The top two are closely followed by Marks and Spencer and Iceland in the FoE comparison of pesticide reduction strategies.
But the big five fared less well, said FoE.
It claimed that Asda is sliding down the table with Tesco also falling behind.
Sainsburys did slightly better, due to recent commitments to phase out some pesticides while FoE says Somerfield and Safeway remain “stuck in a rut”.
Criticisms included not making details of schemes or data of test results available.
Morrisons and Netto are branded “slackers” at the bottom of the table and accused of having no policy to reduce pesticide residues in their food.
Sandra Bell, Real Food Campaigner of Friends of the Earth said: “Shoppers will want to know that the Co-op and Waitrose are top of the pesticide league table.
They are taking real action over customer concerns about pesticide levels in our food.
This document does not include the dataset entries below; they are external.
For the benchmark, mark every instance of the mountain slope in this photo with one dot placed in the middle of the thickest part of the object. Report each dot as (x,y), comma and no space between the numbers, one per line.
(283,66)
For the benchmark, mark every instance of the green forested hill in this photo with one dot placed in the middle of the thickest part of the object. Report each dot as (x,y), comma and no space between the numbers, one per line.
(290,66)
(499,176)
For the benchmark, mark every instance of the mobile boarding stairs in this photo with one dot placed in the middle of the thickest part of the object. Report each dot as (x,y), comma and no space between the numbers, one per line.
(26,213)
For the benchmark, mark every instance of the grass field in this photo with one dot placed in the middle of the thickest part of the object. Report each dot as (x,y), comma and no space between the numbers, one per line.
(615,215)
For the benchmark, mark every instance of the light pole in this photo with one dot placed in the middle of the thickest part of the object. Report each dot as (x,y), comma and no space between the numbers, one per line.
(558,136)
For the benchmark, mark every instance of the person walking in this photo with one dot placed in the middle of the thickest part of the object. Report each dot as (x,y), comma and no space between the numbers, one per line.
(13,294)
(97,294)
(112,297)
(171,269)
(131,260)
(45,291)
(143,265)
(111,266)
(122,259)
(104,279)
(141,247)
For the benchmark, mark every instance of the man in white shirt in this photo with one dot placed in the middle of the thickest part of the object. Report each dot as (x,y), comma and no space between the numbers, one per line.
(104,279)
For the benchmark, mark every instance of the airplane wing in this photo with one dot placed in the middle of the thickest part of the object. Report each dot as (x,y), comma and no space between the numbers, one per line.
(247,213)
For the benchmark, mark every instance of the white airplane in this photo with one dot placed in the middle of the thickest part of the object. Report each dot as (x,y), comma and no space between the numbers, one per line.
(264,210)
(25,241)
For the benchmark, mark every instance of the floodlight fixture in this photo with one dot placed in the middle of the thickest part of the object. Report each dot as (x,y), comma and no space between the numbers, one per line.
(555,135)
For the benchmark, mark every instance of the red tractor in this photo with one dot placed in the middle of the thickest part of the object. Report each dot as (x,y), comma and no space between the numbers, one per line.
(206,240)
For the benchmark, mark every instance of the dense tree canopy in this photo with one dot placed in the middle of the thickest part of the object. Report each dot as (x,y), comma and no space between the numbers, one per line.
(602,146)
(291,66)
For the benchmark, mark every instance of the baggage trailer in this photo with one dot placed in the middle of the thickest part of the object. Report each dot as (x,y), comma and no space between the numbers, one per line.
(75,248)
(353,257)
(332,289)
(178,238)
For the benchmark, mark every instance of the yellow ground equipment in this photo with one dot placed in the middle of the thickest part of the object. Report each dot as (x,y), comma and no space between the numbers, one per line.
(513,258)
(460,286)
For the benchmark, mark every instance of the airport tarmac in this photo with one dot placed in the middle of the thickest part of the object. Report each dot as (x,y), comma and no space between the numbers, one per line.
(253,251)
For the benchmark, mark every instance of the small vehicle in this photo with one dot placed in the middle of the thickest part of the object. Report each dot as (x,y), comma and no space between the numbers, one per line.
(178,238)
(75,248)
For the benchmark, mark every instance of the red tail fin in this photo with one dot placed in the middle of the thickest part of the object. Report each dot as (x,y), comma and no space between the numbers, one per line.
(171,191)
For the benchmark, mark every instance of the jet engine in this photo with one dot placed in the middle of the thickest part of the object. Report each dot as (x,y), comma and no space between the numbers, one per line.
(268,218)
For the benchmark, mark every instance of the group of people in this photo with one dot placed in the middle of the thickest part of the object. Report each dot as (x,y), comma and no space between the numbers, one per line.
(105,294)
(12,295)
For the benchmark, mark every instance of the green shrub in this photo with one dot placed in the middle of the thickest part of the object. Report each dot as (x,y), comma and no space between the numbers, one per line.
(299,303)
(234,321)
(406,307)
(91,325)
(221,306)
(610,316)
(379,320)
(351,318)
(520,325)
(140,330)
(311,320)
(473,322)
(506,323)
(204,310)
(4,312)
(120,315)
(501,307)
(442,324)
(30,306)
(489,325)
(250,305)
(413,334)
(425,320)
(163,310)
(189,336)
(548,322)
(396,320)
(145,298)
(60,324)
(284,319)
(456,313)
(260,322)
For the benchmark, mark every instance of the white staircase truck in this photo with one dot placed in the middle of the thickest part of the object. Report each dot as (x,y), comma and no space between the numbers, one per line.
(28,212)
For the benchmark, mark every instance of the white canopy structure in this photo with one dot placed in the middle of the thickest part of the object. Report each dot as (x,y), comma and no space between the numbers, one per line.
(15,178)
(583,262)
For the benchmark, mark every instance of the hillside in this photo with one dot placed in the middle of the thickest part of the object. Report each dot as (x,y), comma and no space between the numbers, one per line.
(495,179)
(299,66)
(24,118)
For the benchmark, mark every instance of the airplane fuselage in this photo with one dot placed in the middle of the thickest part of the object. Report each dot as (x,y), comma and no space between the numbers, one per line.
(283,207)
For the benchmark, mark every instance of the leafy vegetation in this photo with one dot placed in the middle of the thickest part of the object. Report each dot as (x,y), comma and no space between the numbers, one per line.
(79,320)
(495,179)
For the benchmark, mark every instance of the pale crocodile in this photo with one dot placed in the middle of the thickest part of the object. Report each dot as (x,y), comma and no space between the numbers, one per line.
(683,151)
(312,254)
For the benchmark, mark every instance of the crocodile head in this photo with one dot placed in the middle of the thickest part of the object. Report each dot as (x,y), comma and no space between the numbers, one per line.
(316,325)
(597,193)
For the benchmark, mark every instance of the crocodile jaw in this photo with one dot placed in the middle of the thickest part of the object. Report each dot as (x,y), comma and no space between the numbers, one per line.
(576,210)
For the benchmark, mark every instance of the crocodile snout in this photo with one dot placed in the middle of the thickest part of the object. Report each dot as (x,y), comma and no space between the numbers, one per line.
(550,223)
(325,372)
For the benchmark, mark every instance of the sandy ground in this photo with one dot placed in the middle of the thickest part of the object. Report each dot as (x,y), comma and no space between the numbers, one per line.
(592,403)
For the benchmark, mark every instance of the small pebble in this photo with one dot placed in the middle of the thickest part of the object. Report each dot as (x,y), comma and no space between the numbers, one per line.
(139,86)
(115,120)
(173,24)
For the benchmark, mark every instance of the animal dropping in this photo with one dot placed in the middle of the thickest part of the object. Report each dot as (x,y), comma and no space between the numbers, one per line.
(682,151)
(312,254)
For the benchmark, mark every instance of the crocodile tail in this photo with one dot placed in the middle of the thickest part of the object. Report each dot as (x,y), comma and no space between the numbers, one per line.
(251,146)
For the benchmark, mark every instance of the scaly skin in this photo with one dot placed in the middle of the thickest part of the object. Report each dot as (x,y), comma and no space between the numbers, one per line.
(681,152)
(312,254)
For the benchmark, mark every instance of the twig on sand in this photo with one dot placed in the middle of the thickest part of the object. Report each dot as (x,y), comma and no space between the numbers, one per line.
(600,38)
Other retailers should follow their lead.
When the Co-op announced its pesticide ban last week, other supermarkets said they had no plans to follow suit as they were satisfied with safety assurances.
A Sainsburys spokesman said some of the chemicals being banned by the Co-op had been outlawed by his store 15 years ago.
An Asda spokeswoman said the chain undertook regular testing and adhered to industry codes.
FoE analysed data from the annual report of the governments working party on pesticide residues (1999).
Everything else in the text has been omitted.